Sent out today were the networking subsystem fixes for the ongoing Linux 7.0 kernel. These networking fixes in time for Sunday’s Linux 7.0-rc7 release include addressing performance issues within the Qualcomm Ath11k and Ath12k WiFi drivers that have always existed ever since the drivers were upstreamed.
Catching my eye when going through this week’s Linux networking fixes were patches to the newer Atheros “Ath” drivers for avoiding poor performance stemming from the stopping the wrong aggregation session.
– wifi: ath: avoid poor performance due to stopping the wrong aggregation session
This “poor performance” is for both the Ath11k and Ath12k drivers for the Qualcomm 802.11ax and Qualcomm WiFi devices, respectively.
The Ath11k patch explains of the poor performance situation:
“During ongoing traffic, a request to stop an AMPDU session for one TID could incorrectly affect other active sessions.

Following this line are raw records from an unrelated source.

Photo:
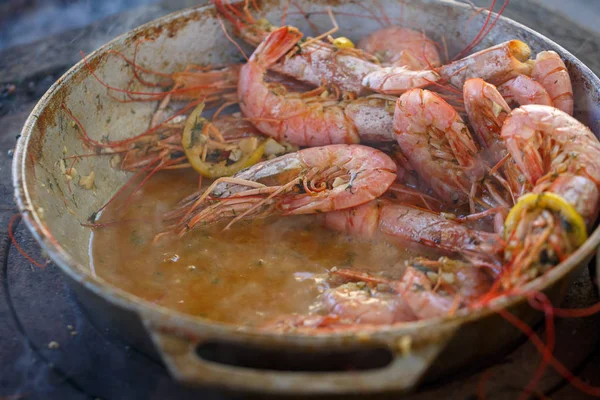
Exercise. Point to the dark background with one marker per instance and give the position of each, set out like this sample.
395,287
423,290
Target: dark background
39,40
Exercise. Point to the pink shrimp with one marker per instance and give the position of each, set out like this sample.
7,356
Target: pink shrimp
487,112
560,158
495,65
313,180
405,225
427,289
523,90
437,143
550,71
302,120
397,46
306,119
317,62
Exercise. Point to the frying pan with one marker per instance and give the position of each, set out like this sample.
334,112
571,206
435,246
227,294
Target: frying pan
200,352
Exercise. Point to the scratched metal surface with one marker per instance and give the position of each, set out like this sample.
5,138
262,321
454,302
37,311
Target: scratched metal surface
94,364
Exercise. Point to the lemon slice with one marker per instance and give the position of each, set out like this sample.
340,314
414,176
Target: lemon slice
343,43
553,202
212,170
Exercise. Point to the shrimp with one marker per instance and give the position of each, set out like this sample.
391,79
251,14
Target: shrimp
405,224
523,90
437,143
427,289
307,119
550,71
487,112
397,46
310,181
399,79
317,62
495,65
560,158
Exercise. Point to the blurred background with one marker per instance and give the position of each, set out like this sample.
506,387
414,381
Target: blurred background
25,21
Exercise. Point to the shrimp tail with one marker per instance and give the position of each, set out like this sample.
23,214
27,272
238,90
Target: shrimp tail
276,45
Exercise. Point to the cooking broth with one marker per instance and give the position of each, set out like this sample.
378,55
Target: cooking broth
247,275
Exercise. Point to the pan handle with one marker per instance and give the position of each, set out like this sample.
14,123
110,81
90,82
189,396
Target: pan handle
404,370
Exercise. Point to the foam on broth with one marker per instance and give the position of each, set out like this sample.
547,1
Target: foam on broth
248,275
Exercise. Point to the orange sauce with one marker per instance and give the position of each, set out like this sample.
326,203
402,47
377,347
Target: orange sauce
253,272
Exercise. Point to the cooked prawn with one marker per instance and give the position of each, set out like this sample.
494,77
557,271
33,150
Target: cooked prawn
310,181
427,289
306,119
550,70
405,225
495,65
523,90
560,158
487,112
437,143
317,62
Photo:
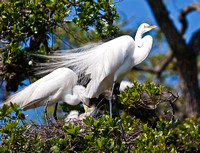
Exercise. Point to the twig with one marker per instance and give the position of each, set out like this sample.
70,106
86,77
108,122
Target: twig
182,17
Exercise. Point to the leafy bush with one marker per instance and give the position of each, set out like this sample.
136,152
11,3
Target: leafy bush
100,134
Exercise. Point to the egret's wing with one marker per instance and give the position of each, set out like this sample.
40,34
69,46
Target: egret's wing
101,61
40,90
52,87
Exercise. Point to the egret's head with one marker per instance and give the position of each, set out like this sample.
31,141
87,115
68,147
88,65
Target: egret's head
144,27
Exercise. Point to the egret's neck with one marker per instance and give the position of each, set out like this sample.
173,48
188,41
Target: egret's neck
138,39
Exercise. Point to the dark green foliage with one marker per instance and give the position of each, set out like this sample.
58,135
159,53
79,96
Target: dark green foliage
100,134
21,20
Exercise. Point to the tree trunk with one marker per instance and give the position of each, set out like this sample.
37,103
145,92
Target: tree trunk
186,59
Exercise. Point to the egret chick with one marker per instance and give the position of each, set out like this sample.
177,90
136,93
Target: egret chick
59,85
108,63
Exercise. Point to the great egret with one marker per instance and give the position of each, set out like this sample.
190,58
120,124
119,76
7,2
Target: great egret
107,64
59,85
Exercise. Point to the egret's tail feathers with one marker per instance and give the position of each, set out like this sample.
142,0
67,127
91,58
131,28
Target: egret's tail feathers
74,59
22,96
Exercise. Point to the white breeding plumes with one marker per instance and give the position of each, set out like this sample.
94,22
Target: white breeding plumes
60,85
108,63
124,84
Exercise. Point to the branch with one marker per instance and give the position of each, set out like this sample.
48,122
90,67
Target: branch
173,36
159,68
182,18
194,44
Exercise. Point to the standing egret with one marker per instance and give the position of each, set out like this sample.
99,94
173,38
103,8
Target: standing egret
107,64
59,85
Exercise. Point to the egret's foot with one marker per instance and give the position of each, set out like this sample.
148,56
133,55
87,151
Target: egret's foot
86,107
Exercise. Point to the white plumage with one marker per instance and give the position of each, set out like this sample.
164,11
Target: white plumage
108,62
59,85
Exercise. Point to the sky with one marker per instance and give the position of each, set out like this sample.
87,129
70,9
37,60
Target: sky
141,12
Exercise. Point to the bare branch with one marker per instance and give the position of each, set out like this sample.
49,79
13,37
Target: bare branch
194,44
159,68
182,18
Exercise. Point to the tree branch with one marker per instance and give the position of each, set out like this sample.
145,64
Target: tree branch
159,68
182,18
173,36
194,43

This can happen because an incorrect TID reference would be passed when updating the BA session state, causing the wrong session to be stopped. As a result, the affected session would be reduced to a minimal BA size, leading to a noticeable throughput degradation.
Fix this issue by passing the correct argument from ath11k_dp_rx_ampdu_stop() to ath11k_peer_rx_tid_reo_update() during a stop AMPDU session. Instead of passing peer->tx_tid, which is the base address of the array, corresponding to TID 0; pass the value of &peer->rx_tid[params->tid], where the different TID numbers are accounted for.”

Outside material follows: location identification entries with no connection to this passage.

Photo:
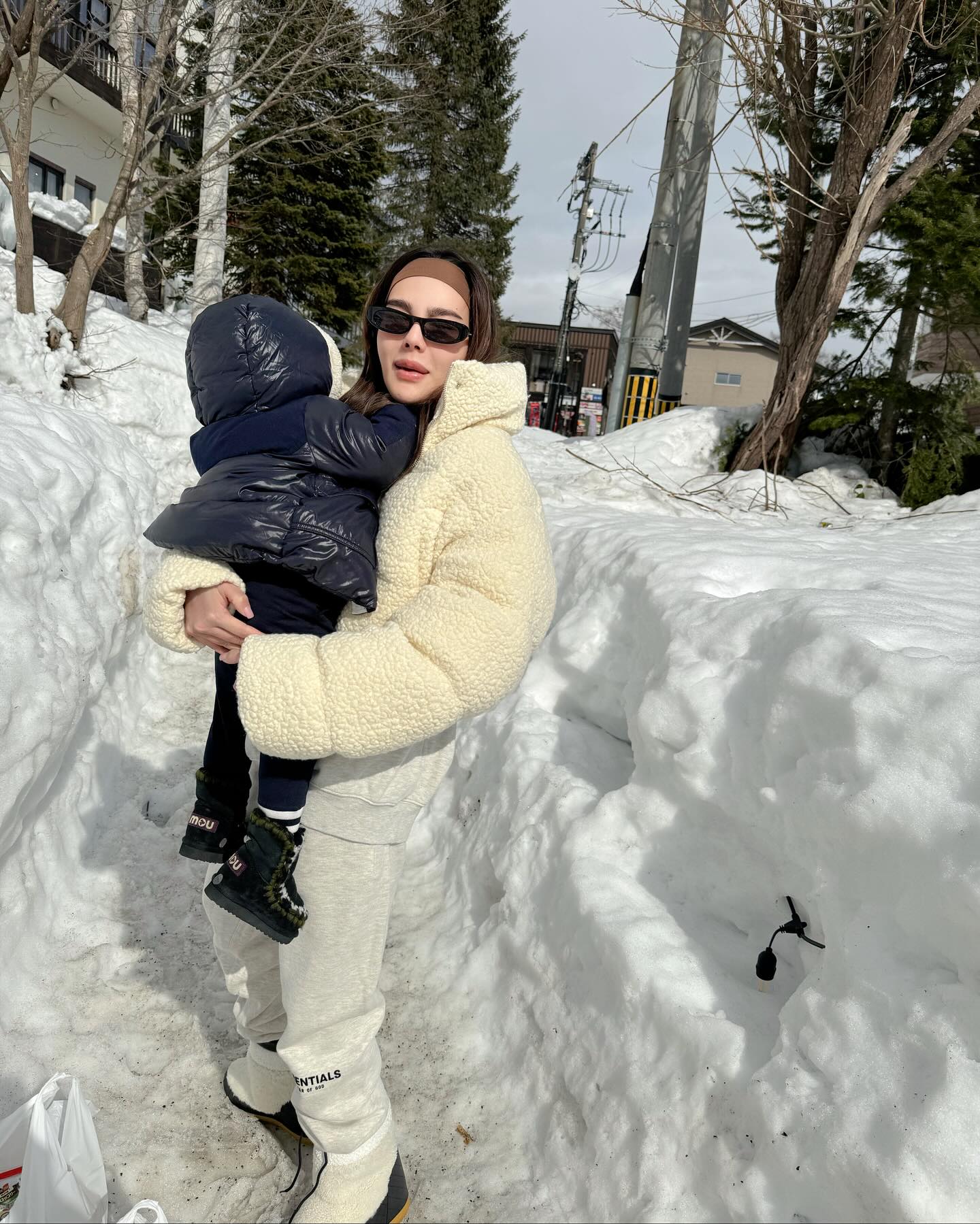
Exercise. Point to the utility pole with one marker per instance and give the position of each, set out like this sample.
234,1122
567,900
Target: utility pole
612,418
586,174
692,105
698,162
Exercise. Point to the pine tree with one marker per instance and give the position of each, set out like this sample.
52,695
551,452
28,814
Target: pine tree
301,208
451,65
303,222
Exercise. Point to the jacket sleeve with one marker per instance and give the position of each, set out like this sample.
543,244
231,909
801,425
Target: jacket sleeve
347,446
453,650
163,605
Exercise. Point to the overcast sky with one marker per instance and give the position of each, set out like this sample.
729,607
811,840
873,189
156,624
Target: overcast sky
585,67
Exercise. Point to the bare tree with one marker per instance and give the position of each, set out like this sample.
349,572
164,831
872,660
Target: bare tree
22,30
300,39
131,18
781,50
212,213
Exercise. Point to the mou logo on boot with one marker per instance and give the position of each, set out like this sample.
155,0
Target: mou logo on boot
312,1082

This issue has existed for the Ath11k driver ever since it was added to the Linux kernel back in 2019.
Similarly, there is an equivalent patch as well for the Ath12k driver codebase to ensure the correct value is passed. That also was present in the Ath12k driver for its entire lifetime since upstreaming in 2022.
The networking fixes for the week also include more input validation for Netfilter to address bugs and prevent possible exploits from broken configurations. There are also other information leak fixes and random wired/wireless networking driver fixes. The full list of networking fixes for the week can be found via this pull that already made it today into Linux Git. While the Ath11k/Ath12k fixes are now in Linux 7.0 Git, they will presumably be back-ported to supported Linux stable kernel/LTS versions in the coming days.